セイコーエプソン(エプソン)は様々な市場の顧客の要求に対応した商品を提供している。

 その例として、最近では新興成長市場向けのインクジェットプリンターの開発に特に注力している。新興成長市場のニーズは欧米を中心とした市場のニーズとは異なる点が数多くある。
 新興成長市場の顧客は、機能よりもコストパフォーマンスと耐久性を重視する。そのため、東南アジアや中国、南米といった地域では、これらの市場に特化したインクジェット・プリンターやビジネスモデルを設計し、提供している。価格を重視する顧客向けの大容量インクタンクを備えたインクジェット・プリンターや、ビジネスユーザー向けのモノクロプリンターがその例である。

 エプソンのフィリピンにおける販売・サービス拠点はエプソン・フィリピンズ(EPC)である。EPCは、このほど、新興国市場向けの製品の一つである大容量インクタンク搭載インクジェット・プリンター新製品5機種を発表した。
 今回発表されたのはベーシックタイプ(6ipm=1分間に6枚入出力可能)のL110(単機能プリンター)とL210(複合機)、アドバンスタイプ(9ipm=1分間に6枚入出力可能)のL300(単機能プリンター)、L350(複合機)、L355(WiFi対応複合機)である。
 販売価格はL110が5,795ペソ、L210が7.795ペソ、L300が7,495ペソ、L350が9,295ペソ、L355は追って発表される。

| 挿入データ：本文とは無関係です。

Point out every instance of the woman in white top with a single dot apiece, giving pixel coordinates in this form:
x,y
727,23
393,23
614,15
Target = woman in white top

  9月9日付けフィリピン・スター電子版などによると、エプソン・フィリピンズ(EPC)は新製品発表時に、「EPCのプリンター、プロジェクターともに、過去3年間、2桁増収が続いてきた。今回のような家庭、法人双方から歓迎される割安かつ高性能な製品投入などにより、今後5年内で売上高倍増を目指す」と表明したとのことである。

 なお、大容量インクタンクを備えたインクジェット・プリンターは、インドネシアでもビジネス用途として注目を集め、好調に販売を伸ばしてきている。そして前モデルのL100やL200 の発売から1年あまりで、インドネシア市場でのエプソンのインクジェット・プリンターの販売数量比率は、大容量インクタンクシステム搭載プリンターがおよそ半分に達するほどになった。この商品は、フィリピン、タイ、インド、中国などのアジア諸国にも販売エリアが拡大し、さらに南米や東欧、中近東諸国へと全世界で販売されるようになった。

 この商品の成功により、エプソンのエマージング市場における高収益ビジネスモデル転換に加速がついたという経緯がある。